Em seus pensamentos, a princesa não conseguia entender como aquelas mulheres agiam tão normalmente com ele mesmo podendo ver o estranho olho vermelho que possuía.

- Que nome pequeno... – deixou sua mão escorregar do cabelo do sujeito até seu ombro – Para um homem tão grande. – dizia maliciosamente, passando a mão do ombro para o peito dele.

Naquele momento uma das mulheres havia até sentado em uma das cadeiras da mesa.

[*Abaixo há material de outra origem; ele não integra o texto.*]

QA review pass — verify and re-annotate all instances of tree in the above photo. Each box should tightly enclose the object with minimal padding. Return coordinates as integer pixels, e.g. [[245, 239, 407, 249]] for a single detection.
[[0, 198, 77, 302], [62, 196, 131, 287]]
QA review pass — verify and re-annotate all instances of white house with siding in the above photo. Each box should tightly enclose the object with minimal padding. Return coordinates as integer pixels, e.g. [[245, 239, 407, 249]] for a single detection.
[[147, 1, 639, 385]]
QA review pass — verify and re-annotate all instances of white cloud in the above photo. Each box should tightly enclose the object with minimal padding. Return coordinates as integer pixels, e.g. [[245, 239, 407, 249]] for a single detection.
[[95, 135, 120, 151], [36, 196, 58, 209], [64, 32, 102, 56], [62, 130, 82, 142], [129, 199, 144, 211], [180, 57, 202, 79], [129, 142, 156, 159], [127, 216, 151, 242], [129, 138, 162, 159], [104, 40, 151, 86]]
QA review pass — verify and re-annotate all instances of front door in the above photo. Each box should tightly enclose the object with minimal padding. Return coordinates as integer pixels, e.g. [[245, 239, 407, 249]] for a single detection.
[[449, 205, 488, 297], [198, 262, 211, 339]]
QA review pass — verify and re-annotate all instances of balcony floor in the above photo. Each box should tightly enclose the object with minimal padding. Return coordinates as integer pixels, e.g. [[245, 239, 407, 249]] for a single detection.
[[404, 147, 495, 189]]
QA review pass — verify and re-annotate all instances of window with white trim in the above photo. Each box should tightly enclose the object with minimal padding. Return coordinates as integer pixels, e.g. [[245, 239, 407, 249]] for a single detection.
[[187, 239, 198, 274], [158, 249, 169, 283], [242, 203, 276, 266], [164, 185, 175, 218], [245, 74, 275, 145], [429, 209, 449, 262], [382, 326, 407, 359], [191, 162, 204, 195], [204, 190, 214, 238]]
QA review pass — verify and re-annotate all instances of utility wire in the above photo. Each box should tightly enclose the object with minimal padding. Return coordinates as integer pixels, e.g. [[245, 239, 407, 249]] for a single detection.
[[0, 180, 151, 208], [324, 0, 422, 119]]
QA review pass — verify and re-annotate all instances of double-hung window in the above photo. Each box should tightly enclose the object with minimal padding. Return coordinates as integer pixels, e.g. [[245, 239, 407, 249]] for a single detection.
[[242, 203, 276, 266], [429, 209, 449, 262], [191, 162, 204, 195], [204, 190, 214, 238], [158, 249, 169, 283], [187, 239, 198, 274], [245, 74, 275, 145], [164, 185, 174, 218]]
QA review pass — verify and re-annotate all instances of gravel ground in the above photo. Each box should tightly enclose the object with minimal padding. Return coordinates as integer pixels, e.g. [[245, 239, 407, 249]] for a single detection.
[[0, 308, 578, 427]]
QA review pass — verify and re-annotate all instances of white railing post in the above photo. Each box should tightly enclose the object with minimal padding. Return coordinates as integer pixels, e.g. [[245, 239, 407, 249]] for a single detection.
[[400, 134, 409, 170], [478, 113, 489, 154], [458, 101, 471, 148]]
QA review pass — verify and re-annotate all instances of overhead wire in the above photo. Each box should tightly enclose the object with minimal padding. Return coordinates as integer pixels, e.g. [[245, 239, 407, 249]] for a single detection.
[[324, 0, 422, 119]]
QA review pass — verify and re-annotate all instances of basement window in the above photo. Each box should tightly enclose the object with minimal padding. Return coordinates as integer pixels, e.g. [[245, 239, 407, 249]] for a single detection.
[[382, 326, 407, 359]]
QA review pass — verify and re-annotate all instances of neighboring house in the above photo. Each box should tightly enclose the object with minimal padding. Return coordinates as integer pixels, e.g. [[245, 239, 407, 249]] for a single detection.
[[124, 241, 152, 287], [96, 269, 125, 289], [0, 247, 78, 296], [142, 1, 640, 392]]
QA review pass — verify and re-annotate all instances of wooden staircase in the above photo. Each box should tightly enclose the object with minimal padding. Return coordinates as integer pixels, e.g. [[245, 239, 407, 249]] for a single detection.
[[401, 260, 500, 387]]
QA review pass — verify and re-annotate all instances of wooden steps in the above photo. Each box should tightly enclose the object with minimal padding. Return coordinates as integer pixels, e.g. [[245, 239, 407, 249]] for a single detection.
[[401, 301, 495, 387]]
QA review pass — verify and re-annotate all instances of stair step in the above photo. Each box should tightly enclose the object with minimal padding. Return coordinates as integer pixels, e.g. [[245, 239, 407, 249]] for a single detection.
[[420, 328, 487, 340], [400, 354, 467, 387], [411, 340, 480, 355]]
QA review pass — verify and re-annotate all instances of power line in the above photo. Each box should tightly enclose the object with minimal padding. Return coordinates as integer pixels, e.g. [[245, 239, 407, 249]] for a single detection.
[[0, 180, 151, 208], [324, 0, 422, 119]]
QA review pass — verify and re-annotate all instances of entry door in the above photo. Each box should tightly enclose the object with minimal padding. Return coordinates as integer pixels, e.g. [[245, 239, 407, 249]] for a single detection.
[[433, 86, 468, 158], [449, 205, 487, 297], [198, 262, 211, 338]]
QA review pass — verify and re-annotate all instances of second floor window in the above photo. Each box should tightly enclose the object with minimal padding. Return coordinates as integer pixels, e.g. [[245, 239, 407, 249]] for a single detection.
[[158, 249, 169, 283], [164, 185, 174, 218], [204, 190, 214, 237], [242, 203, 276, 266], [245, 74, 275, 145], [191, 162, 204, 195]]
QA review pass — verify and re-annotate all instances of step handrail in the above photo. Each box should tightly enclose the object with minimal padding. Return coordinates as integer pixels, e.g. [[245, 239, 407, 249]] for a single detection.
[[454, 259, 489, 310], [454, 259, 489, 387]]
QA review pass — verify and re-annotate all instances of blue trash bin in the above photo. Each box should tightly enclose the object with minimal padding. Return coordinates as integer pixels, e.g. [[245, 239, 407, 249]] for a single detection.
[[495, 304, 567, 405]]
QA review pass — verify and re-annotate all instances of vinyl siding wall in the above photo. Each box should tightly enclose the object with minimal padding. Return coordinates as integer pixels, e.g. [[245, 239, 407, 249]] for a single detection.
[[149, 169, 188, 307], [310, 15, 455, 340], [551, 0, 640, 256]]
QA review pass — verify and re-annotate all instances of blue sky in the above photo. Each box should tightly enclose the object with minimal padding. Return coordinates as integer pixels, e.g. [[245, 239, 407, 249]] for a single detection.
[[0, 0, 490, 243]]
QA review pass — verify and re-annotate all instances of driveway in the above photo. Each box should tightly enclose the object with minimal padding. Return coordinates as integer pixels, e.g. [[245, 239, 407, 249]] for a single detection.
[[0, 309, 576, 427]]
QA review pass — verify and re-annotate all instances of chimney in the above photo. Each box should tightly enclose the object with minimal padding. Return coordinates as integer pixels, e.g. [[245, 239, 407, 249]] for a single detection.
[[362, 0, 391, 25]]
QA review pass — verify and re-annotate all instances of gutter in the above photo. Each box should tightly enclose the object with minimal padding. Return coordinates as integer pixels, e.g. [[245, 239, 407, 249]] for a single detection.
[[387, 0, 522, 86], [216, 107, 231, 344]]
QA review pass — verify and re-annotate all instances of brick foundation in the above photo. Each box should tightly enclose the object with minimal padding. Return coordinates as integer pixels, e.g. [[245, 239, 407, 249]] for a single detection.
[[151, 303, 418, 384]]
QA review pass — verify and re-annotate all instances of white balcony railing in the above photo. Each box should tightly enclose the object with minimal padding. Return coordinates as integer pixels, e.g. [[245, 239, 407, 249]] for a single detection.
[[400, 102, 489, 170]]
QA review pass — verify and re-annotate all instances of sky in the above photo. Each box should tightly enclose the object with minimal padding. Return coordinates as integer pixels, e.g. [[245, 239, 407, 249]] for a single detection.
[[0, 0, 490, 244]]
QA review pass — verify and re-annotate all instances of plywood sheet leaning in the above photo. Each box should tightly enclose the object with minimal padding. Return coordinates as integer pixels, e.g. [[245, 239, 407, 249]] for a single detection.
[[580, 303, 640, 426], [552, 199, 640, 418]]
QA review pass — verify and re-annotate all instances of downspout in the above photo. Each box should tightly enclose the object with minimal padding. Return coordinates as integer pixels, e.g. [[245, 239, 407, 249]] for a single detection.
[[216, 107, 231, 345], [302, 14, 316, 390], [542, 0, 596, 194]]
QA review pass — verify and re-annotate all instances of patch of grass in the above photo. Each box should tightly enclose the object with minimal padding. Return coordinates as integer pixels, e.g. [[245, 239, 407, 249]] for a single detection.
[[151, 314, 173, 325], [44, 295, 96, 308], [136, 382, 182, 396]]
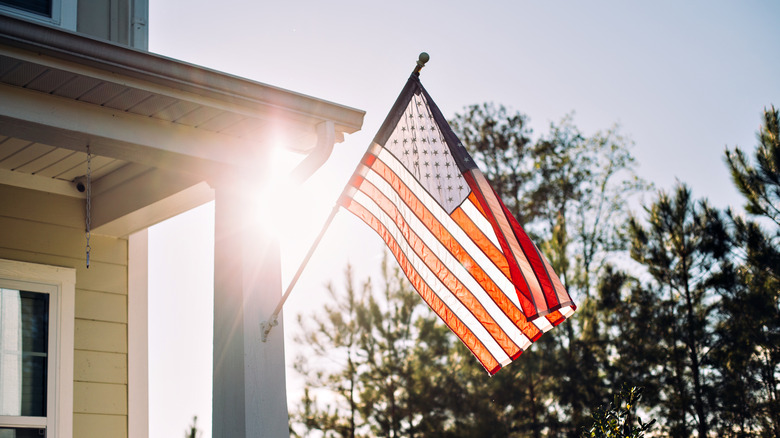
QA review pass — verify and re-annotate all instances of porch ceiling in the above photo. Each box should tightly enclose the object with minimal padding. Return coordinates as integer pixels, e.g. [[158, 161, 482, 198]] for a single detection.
[[0, 15, 364, 235]]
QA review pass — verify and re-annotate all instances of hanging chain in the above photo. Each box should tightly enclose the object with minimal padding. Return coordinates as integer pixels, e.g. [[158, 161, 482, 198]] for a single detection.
[[86, 145, 92, 269]]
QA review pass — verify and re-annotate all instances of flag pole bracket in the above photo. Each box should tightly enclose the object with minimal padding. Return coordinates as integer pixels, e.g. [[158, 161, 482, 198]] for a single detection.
[[260, 318, 279, 342]]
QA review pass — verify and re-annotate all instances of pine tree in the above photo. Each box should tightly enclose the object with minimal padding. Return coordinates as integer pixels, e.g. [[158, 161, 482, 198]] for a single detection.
[[629, 185, 728, 437]]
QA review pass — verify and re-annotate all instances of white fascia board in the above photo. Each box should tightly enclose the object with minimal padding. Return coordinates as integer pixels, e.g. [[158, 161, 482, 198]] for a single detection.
[[0, 84, 269, 177]]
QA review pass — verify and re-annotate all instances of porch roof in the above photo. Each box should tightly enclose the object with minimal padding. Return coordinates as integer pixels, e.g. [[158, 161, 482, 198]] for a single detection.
[[0, 15, 364, 236]]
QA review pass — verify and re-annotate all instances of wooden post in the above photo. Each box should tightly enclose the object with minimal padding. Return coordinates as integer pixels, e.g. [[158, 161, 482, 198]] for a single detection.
[[212, 184, 289, 438]]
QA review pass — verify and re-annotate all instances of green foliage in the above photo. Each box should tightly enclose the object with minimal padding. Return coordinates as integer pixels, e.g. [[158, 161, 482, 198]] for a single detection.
[[184, 415, 203, 438], [580, 386, 655, 438], [291, 104, 780, 438], [726, 106, 780, 225]]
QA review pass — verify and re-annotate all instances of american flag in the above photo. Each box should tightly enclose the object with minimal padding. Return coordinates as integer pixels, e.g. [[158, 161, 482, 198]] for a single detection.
[[339, 73, 576, 375]]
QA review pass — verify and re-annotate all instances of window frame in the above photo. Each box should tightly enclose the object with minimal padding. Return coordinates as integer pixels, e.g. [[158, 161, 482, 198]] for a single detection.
[[0, 0, 78, 31], [0, 259, 76, 438]]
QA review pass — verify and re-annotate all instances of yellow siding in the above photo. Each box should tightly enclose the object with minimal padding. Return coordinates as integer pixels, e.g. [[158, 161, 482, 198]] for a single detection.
[[73, 350, 127, 385], [73, 382, 127, 415], [73, 414, 127, 438], [0, 185, 127, 438]]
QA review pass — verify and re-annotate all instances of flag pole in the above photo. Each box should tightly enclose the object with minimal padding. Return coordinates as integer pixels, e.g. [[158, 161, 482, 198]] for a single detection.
[[260, 52, 431, 342], [260, 204, 339, 342]]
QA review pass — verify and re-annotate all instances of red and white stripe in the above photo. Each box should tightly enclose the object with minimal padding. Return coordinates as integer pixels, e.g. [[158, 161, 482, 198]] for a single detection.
[[341, 144, 574, 375]]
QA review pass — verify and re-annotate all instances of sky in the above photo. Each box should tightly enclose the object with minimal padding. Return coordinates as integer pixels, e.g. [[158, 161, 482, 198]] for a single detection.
[[143, 0, 780, 437]]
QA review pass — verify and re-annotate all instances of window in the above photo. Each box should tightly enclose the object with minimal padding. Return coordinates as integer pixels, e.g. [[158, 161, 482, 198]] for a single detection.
[[0, 260, 75, 438], [0, 0, 78, 30]]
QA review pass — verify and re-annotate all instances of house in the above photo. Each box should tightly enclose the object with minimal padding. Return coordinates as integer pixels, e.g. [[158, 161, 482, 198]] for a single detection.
[[0, 0, 363, 438]]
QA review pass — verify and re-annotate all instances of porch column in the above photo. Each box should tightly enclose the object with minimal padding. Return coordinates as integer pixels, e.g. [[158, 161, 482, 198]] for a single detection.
[[212, 184, 289, 438]]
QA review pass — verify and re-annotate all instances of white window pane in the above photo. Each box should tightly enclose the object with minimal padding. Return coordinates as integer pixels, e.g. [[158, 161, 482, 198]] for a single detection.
[[0, 289, 49, 418]]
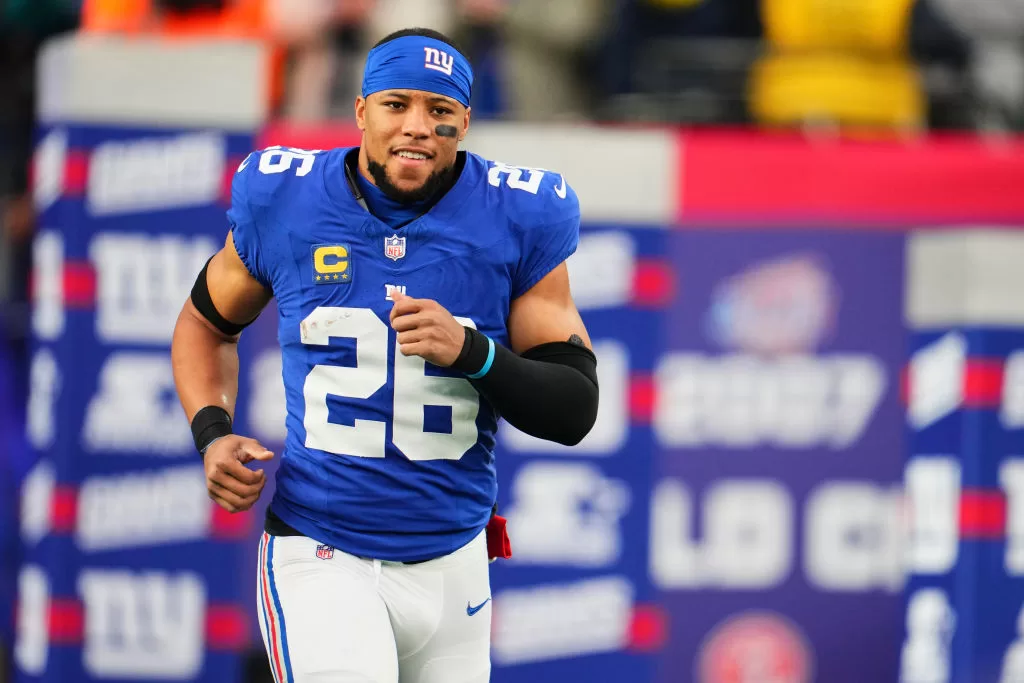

- Não tenho dinheiro para pagar os serviços de vocês. – Ian respondeu com um de seus sorrisos típicos – E estou com ele. – pousou a mão sobre as costas de Moira, que se assustou e deu um pulo da cadeira, ficando de pé e de olhos arregalados.
-Estou vendo... – a mulher se afastou um pouco – Então tenham uma boa refeição. – virou-se e se retirou com uma das outras duas mulheres, sobrando apenas a que havia se sentado.
- O que aconteceu? – Moira voltou a se sentar, não havia percebido que tinha cochilado – Você tocou de novo em mim?
- Um homem com os dentes tão bem cuidados quanto o senhor não tem dinheiro para nossos serviços? – a mulher que havia ficado, de cabelos castanho-avermelhados, perguntou intrigada – Milorde está mentindo, não é?
¬- Eu pareço com um nobre? – apoiou a cabeça sobre o braço com um olhar malicioso sobre a mulher.
- Sim.
- Não! – Moira se intrometeu, falando alto – Como um nobre pode usar essas roupas de baixa qualidade e ter o cabelo bagunçado?! – apontou para a camisa preta e o colete de couro que ele estava usando e em seguida para a cabeça.
- Acalme-se. – Ian segurou, sem delicadeza, a parte de trás do pescoço de Moira, por cima de sua trança – Depois resolvemos isso. – sussurrou em seu ouvido, provocando um arrepio na garota.
- Não me toque! –reagiu negativamente, levantando-se tão rápido da cadeira que a deixou cair e o som da batida chamou ainda mais a atenção dos outros para eles – Chega para mim! –afastou-se da mesa com passos pesados, dirigindo-se rapidamente até a porta.
- Espere. - levantou-se atrás dela e a segurou pelo antebraço.
- Pare! – puxou violentamente o braço, tentando de soltar, mas não conseguiu e começou a se sentir desesperada.
- Fique e coma o que a mulher irá trazer. Depois, se ainda quiser, saia por aí no meio da noite e se perca à vontade. – sentiu o corpo da jovem tremendo.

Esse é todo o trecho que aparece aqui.